Re: Inspiron 6000 and CPU power saving

From: Oleg Verych
Date: Tue Oct 17 2006 - 04:08:31 EST


Hallo, Michael.

On 2006-10-16, Michael (Micksa) Slade wrote:
> I recently discovered that my Inspiron 6000 uses about 50% more power
> idling in linux than in windows XP. This means its battery life is
> about 2/3 of what it could/should be.
>
> I guessed it might be the CPU, and did some tests. The results strongly
> suggest as much. These are the results I got for power consumption in
> various situations.
>
> linux idle at 800MHz: 27W
> linux idle at 1600MHz: 36W
> linux raytracing at 800: 30W
> linux raytracing at 1600: 42W
>
> windows idle (presumably 800MHz): 16W
> windows raytracing (presumably 1600MHz): 36W
>
> I've tried ubuntu dapper and ubuntu edgy, and RIP 10 (rescue disk) and
> BBC 2.1 (rescue disk), and they all appear to have the same issue. The
> machine's BIOS has no APM so I can't try it for comparison.

After reading all that, i think this is wrong list to post such things.

Anyway.
Note, that you didn't mentioned yours shiny laptop's architecture.
More to that, if it's cool-modern CPU from Intel or just a AMD's one,
what linux-kernel version you're running? As for me, i don't know
neither what Inspiron 6000 is, nor kernel versions "ubuntu dapper
(edgy)" is running. And if you will know all that information, better keep
it for your's google skills, not for further postings here.

Also if you want to compare power consumption, better include time
tasks ran, thus one can estimate real *work* done by system for
application and finally amount of actual heat.

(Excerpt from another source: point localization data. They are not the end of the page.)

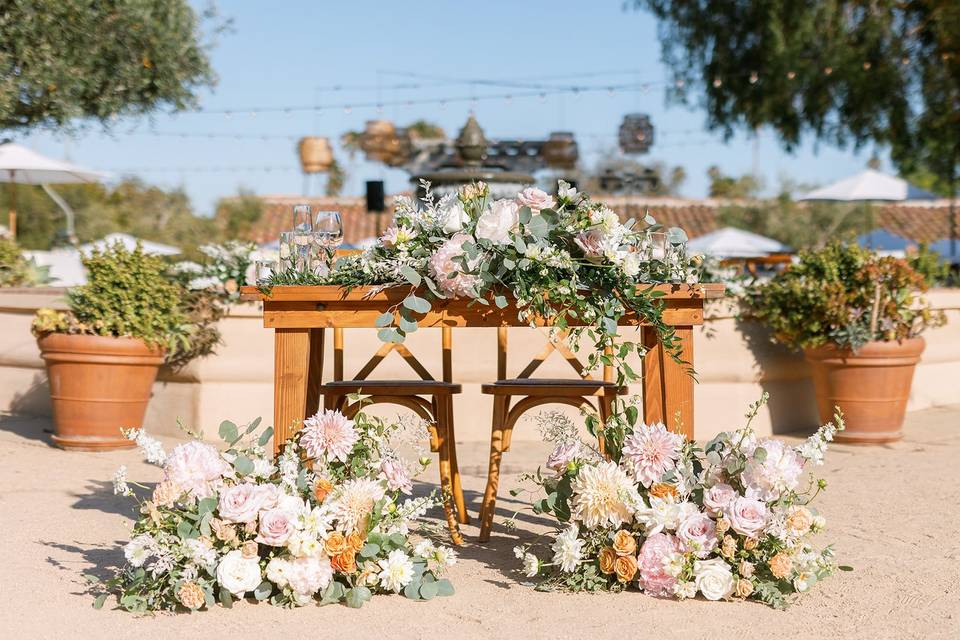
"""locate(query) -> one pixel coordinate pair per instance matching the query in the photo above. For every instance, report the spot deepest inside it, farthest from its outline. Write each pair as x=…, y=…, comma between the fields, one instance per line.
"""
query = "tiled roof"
x=917, y=221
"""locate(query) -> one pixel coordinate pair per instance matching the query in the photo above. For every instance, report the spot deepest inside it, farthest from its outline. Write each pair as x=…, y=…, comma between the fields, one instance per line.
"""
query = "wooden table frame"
x=299, y=314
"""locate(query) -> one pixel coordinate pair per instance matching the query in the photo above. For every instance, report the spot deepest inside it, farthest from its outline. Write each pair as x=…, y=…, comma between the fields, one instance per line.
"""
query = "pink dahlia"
x=652, y=562
x=448, y=272
x=650, y=451
x=328, y=435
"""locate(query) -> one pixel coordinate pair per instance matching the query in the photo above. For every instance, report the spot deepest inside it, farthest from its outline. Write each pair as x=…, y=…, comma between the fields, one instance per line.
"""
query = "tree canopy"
x=845, y=71
x=62, y=60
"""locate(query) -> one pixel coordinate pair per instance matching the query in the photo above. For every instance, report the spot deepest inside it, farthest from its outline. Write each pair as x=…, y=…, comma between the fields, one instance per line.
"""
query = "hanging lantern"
x=636, y=133
x=560, y=151
x=316, y=155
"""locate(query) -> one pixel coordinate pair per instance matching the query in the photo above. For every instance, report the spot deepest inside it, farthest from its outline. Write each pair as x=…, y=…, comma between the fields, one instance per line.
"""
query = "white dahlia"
x=354, y=502
x=603, y=495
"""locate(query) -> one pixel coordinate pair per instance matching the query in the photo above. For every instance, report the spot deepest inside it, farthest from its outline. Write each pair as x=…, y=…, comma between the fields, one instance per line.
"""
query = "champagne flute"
x=302, y=218
x=328, y=229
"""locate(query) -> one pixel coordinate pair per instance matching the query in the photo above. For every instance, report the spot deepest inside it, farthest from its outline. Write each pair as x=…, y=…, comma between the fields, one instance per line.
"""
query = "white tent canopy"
x=130, y=243
x=869, y=185
x=730, y=242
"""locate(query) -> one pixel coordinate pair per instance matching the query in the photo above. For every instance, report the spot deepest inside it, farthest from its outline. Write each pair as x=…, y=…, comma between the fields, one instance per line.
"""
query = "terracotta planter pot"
x=98, y=386
x=871, y=386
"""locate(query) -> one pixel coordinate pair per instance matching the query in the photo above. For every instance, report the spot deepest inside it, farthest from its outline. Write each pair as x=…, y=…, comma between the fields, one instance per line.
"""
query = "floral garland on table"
x=729, y=521
x=327, y=523
x=560, y=258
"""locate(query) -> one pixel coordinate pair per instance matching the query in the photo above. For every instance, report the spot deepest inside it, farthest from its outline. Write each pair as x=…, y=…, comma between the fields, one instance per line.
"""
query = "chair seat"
x=552, y=387
x=391, y=387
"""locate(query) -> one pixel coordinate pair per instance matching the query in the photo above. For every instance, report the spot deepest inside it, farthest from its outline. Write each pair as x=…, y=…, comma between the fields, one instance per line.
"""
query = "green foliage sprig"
x=843, y=295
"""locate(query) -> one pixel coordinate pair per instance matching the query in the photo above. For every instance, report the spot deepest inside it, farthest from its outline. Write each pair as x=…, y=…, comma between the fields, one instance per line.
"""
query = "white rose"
x=237, y=574
x=454, y=218
x=713, y=578
x=496, y=223
x=747, y=516
x=535, y=199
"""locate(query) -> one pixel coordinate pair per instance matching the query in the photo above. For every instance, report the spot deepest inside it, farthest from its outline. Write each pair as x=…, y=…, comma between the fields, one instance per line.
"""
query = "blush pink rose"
x=717, y=497
x=276, y=527
x=747, y=516
x=654, y=553
x=698, y=533
x=536, y=199
x=241, y=503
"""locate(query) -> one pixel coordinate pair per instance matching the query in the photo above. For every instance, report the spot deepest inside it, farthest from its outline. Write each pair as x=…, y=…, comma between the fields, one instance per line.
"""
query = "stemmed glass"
x=328, y=232
x=302, y=218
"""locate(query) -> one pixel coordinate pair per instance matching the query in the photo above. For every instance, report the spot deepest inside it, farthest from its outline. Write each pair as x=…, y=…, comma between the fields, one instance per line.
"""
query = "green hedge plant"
x=127, y=294
x=843, y=295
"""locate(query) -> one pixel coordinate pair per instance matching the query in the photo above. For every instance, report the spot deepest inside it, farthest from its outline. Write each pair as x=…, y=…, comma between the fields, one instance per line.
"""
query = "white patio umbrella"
x=19, y=165
x=869, y=185
x=130, y=243
x=730, y=242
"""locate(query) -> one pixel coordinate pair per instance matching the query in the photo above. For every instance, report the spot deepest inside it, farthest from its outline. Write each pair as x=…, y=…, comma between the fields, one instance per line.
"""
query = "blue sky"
x=289, y=53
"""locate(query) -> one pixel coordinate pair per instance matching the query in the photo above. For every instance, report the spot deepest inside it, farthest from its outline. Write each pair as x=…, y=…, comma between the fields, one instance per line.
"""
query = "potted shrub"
x=857, y=317
x=102, y=355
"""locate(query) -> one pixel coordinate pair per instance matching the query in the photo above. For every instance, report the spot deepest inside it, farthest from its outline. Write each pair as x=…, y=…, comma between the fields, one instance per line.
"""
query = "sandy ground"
x=892, y=514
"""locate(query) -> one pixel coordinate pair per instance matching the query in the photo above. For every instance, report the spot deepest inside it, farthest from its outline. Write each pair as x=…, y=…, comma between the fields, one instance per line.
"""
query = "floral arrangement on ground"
x=657, y=513
x=563, y=258
x=326, y=522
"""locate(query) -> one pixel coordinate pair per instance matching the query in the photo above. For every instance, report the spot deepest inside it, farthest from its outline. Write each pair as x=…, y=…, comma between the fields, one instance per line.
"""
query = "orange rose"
x=335, y=544
x=322, y=488
x=355, y=541
x=345, y=562
x=626, y=568
x=664, y=491
x=607, y=558
x=780, y=565
x=624, y=543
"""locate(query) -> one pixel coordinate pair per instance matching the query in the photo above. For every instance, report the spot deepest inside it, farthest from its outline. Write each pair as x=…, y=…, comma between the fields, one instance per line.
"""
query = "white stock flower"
x=603, y=495
x=496, y=223
x=568, y=549
x=396, y=571
x=238, y=574
x=454, y=217
x=139, y=549
x=713, y=578
x=531, y=565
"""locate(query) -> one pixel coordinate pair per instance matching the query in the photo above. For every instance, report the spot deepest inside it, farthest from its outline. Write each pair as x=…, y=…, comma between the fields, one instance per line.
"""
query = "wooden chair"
x=427, y=397
x=531, y=393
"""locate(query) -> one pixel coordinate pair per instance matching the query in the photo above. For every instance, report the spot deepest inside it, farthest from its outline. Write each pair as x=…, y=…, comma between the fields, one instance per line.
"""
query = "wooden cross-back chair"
x=429, y=398
x=531, y=393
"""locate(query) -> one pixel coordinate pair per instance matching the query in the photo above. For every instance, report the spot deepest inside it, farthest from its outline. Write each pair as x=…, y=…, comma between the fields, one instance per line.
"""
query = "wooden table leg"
x=291, y=351
x=668, y=385
x=314, y=372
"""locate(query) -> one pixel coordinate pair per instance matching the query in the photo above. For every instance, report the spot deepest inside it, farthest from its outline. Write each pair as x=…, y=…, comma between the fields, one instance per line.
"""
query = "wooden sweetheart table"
x=299, y=314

> I need help digging deeper. I guess /proc/acpi/processor/CPU0/power
> could give some insight but I'm not sure how to read the numbers. That
> and "learn about ACPI" is all I can figure out so far.

Search lkml for 'ACPI' and 'Linus', after that, just relax and reboot to
windo$ and forget anything else ;)

> So where to from here? I am prepared to spend a significant amount of
> time researching and resolving the issue, so feel free to suggest
> reading the ACPI spec or whatever if that's what it's going to take.

If you _really_ want to do something -- read sources, build kernels,
tune kernels and somewhere in between RTFM. And finally share results.